Entraves e a objeção de consciência
O médico Olímpio Barbosa de Morais Filho, diretor-médico do Centro Integrado de Saúde Amaury de Medeiros (Cisam), em Recife, um dos hospitais de referência em abortamento legal, acredita que o direito à interrupção da gravidez é, muitas vezes, negado propositalmente por pessoas em diversas instituições que são contrárias ao aborto. Ele reforça o compromisso ético e humanitário dos profissionais de saúde.
“A objeção de consciência é relativa, não é absoluta. E é o nosso papel, mesmo quando você tem objeção de consciência, informar a pessoa sobre os seus direitos. Porque ela tem direito à saúde e você escolheu se preocupar com a saúde de terceiros. Provavelmente, se fosse oferecido o aborto legal, a grande maioria dessas meninas teria expressado esse desejo. Ou muitas vezes, elas até expressam, mas as portas são fechadas”, afirma o obstetra.
De acordo com o médico, os profissionais que identificam uma gravidez infantil também têm o compromisso de ajudar as vítimas a terem seu desejo respeitado. “O direito à interrupção é da menina, não cabe interferência da família ou de profissionais. Se a decisão da família é conflitante com a decisão da menina, a gente precisa buscar a decisão judicial para suprir esse consentimento através do Ministério Público, da Defensoria Pública, porque quanto mais tempo demora, mais você está submetendo aquela menina a sofrimento”.

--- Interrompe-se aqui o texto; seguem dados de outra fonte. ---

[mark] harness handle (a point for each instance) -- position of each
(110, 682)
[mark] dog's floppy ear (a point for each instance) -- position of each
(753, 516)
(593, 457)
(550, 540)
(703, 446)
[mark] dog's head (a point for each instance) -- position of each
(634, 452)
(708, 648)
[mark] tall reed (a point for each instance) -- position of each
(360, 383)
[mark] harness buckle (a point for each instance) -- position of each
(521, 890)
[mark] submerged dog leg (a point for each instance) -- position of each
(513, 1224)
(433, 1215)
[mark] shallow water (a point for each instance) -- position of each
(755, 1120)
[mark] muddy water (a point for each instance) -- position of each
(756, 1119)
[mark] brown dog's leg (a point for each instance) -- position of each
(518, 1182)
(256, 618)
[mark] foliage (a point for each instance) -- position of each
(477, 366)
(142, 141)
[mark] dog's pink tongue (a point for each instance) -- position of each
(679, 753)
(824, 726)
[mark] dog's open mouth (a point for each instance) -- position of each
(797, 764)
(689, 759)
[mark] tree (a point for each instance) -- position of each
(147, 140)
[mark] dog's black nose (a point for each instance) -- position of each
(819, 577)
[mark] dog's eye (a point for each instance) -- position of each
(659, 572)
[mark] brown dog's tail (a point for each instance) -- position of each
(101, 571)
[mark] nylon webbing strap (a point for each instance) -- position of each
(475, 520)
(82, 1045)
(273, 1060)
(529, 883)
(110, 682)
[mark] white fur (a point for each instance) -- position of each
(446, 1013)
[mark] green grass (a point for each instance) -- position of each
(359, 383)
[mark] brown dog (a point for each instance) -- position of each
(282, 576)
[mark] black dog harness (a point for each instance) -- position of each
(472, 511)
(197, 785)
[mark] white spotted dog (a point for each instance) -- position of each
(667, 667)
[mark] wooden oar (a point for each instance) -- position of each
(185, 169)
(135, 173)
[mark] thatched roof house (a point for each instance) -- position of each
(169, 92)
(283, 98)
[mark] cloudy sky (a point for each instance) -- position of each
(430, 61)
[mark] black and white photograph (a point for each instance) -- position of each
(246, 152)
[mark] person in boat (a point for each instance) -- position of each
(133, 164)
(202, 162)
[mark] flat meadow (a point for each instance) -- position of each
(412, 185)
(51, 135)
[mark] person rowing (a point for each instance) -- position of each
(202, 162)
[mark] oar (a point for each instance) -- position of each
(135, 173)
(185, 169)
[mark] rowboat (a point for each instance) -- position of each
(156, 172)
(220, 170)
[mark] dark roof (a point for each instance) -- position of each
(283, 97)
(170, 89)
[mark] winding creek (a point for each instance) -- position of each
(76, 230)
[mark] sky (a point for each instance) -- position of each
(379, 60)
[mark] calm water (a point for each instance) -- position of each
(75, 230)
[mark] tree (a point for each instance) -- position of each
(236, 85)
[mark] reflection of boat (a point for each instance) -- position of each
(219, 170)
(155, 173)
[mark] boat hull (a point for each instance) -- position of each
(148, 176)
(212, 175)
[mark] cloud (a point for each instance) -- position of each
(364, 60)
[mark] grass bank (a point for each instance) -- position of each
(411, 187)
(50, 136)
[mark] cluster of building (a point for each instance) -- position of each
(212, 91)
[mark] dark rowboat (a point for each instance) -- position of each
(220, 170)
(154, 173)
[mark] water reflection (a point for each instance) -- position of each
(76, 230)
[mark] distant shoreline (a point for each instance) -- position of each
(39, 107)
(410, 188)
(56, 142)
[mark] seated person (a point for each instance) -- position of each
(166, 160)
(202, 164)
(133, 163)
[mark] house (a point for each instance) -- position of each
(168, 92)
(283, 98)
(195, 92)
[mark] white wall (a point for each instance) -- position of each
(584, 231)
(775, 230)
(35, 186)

Morais é um defensor antigo do acesso pleno e humanizado ao aborto legal, mas se tornou ainda mais conhecido – e alvo de ataques – após receber no Cisam uma menina de 10 anos, grávida após violência sexual, que não havia sido atendida na unidade de referência do Espírito Santo, onde morava, por já estar com 22 semanas de gestação. O caso ocorreu em 2020 e gerou grande mobilização da opinião pública.

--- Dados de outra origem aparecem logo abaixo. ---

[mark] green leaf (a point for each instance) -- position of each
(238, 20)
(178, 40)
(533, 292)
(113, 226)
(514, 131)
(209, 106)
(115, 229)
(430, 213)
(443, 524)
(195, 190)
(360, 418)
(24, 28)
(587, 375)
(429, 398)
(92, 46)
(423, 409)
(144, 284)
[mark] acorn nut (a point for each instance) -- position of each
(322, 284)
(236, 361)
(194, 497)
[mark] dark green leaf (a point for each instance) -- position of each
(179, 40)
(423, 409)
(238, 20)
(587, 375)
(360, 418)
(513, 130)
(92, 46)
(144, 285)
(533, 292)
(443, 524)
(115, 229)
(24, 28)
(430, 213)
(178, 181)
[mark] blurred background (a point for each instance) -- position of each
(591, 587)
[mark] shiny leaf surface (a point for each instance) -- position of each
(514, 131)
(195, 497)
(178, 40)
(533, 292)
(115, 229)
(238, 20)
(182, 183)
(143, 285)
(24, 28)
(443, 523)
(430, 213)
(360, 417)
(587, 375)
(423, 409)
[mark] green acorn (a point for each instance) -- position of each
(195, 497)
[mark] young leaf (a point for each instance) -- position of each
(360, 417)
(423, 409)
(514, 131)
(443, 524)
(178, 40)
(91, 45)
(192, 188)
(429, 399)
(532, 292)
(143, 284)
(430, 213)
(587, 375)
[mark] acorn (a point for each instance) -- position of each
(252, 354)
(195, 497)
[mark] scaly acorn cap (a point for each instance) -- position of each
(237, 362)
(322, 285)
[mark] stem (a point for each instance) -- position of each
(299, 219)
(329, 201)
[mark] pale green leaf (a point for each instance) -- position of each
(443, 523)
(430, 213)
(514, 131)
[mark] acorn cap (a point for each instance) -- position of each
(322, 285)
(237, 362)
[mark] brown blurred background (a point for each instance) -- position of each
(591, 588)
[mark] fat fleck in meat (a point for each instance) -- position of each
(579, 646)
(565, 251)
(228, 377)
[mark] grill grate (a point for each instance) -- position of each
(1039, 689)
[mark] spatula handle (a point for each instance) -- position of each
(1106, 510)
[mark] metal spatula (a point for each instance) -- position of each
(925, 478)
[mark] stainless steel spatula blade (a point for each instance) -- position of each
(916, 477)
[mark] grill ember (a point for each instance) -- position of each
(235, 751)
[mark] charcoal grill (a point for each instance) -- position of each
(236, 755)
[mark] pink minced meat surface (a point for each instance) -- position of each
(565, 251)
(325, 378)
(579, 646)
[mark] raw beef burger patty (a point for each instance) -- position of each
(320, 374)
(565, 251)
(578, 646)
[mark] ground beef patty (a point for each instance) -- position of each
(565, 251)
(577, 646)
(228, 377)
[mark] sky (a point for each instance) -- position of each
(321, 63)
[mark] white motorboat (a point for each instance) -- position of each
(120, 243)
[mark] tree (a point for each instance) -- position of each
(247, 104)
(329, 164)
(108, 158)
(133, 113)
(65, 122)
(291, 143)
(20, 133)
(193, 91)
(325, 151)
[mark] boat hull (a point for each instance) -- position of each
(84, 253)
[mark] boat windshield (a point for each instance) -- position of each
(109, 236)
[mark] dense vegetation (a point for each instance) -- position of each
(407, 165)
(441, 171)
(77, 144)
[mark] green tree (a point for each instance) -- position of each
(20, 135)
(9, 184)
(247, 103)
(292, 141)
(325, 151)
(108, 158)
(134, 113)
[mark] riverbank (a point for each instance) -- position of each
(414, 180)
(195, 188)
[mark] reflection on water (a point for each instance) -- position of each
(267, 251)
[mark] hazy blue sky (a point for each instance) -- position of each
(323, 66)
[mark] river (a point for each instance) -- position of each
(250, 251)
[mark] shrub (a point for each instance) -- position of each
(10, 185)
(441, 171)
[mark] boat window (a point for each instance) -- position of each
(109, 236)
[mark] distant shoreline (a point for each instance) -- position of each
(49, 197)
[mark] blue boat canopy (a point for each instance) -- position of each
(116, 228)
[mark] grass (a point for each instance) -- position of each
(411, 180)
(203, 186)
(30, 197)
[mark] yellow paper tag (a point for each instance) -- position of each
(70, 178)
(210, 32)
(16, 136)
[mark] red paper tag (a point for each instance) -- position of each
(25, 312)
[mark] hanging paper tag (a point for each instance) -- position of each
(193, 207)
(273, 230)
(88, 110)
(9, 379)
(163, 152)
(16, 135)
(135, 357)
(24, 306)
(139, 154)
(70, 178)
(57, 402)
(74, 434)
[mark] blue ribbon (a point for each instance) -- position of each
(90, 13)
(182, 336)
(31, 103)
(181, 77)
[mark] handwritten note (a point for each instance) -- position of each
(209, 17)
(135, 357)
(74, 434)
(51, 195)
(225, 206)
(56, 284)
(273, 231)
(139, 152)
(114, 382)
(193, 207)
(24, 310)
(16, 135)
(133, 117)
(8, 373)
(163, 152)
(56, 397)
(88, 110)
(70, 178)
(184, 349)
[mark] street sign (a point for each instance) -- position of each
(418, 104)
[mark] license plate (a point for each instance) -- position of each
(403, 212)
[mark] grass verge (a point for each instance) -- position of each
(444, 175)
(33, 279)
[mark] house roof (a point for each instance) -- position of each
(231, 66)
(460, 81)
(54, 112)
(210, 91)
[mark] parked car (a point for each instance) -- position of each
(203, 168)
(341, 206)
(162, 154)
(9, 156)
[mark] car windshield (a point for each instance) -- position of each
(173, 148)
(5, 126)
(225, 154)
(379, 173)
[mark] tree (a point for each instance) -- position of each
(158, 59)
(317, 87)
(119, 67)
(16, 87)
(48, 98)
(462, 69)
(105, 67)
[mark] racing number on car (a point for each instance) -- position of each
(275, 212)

Desde aquele ano, diversas iniciativas tentam limitar a idade gestacional para o aborto, o que não existe na legislação atual, incluindo o projeto de lei que pretendia equiparar a interrupção da gravidez, após 22 semanas, ao crime de homicídio, apelidado de “PL do Estupro” por organizações feministas e de defesa dos direitos da criança.
O diretor do Cisam avalia que o objetivo dessas iniciativas é inviabilizar o aborto legal de forma geral e alerta que essa limitação prejudicaria especialmente crianças e adolescentes vítimas de violência. “Como o agressor em cerca de 70% das vezes é uma pessoa da família ou próxima, essa pessoa tem um poder muito grande sobre essa criança e ela não sabe que está grávida ou tem medo de que as pessoas descubram. Isso só acontece quando a barriga cresce, o que demora. E às vezes quando procura uma unidade de saúde, para ter direito ao aborto, o procedimento é adiado”, explica o diretor do Cisam.

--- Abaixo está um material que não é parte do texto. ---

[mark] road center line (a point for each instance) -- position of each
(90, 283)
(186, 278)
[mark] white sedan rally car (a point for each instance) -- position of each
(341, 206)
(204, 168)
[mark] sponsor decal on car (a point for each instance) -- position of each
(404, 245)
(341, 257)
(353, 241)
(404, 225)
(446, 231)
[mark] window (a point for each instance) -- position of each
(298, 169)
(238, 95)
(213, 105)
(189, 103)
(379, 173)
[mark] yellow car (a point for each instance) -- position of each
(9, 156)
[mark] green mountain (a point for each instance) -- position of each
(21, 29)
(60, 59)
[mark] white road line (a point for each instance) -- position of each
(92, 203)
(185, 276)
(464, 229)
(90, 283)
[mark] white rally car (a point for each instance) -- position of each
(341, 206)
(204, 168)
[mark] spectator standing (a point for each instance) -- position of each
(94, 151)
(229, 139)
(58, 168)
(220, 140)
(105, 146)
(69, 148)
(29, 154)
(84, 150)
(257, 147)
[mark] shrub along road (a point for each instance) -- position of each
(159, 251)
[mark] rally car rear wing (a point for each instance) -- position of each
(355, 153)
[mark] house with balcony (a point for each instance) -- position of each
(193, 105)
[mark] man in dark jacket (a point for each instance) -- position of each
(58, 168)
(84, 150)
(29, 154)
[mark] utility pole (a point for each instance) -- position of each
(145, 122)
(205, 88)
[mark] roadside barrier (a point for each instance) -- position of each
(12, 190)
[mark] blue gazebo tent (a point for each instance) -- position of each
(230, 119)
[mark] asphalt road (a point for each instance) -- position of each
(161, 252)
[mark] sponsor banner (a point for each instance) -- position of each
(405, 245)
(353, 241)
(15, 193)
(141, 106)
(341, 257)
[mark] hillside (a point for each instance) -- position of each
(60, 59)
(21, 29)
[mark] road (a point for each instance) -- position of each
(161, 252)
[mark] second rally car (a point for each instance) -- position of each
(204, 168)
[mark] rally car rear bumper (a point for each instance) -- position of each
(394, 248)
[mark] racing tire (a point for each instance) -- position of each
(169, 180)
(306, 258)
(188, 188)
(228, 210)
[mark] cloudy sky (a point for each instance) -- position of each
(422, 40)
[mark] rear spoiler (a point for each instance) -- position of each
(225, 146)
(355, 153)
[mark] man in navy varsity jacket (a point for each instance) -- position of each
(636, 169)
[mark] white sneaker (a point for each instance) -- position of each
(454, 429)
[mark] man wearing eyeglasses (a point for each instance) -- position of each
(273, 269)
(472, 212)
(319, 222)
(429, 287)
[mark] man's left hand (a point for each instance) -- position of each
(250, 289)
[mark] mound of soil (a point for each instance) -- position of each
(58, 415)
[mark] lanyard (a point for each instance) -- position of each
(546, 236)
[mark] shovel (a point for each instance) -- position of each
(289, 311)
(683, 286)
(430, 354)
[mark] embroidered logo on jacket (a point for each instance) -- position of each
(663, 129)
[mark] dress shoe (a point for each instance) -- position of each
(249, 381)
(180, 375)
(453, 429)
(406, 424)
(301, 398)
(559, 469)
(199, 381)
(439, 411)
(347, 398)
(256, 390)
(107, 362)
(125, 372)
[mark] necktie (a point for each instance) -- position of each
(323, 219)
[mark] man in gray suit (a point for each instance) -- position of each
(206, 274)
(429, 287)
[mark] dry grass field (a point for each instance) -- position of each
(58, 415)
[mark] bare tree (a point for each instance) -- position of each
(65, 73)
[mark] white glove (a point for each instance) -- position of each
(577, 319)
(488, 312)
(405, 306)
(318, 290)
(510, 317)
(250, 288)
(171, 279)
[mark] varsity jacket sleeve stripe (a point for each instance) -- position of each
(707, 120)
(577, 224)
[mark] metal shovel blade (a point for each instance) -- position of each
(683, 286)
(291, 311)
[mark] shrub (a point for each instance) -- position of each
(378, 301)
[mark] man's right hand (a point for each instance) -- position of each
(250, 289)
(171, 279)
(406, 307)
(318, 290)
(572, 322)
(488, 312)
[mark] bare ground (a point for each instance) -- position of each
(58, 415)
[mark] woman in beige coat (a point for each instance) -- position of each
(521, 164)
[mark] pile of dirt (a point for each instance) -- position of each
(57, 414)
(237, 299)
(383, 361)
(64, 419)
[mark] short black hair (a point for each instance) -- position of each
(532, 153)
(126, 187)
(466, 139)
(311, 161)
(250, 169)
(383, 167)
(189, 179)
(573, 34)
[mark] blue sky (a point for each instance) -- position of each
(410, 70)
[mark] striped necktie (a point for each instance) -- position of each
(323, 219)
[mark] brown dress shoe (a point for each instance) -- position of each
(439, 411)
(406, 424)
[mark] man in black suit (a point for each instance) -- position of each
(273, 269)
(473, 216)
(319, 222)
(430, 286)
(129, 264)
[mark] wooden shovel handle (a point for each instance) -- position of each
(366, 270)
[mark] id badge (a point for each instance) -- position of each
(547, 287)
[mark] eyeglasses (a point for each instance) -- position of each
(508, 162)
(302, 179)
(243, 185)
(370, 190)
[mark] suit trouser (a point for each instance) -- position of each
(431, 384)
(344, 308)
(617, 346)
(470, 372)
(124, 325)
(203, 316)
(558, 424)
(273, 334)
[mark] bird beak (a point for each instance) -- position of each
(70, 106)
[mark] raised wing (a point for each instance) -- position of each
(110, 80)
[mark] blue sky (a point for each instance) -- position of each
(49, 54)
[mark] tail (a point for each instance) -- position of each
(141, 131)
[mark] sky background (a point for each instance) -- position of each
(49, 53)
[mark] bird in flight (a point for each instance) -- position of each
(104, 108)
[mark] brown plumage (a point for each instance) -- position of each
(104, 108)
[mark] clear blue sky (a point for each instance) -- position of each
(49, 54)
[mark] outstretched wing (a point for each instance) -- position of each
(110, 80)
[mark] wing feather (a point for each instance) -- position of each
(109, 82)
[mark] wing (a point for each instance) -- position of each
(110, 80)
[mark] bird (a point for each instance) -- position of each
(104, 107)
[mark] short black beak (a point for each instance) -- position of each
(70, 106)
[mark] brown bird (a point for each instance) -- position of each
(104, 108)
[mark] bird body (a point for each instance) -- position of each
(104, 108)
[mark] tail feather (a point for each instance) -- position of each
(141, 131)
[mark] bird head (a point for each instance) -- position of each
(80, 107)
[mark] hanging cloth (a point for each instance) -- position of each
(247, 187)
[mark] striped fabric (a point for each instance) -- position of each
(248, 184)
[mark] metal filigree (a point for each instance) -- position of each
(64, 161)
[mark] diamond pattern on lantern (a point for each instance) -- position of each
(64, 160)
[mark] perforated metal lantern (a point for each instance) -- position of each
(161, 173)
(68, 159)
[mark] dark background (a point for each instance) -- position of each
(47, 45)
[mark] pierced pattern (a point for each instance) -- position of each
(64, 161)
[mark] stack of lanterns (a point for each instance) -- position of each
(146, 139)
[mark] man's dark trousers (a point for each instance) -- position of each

Mortalidade materna e negligência institucional
Essa demora também agrava outro drama relacionado à gravidez infantil: o risco de complicações e de mortalidade. A obstetra Ida Peréa Monteiro aponta que a razão de morte materna entre meninas de 10 a 14 anos é de cerca de 50 casos a cada 100 mil nascidos vivos, número que cai para 26 na faixa etária dos 20 a 24 anos. Entre 2019 e 2023, 51 meninas morreram em consequência da gravidez, por causas como eclampsia, infecção generalizada e complicações de abortos realizados clandestinamente.
“A mortalidade materna infantil é um desfecho extremo da violência sexual e da negligência institucional. Somos nós falhando como sociedade. Nós temos que proteger nossas meninas para que elas possam crescer, estudar e prosperar”, conclui Ida. Com informações da Agência Brasil.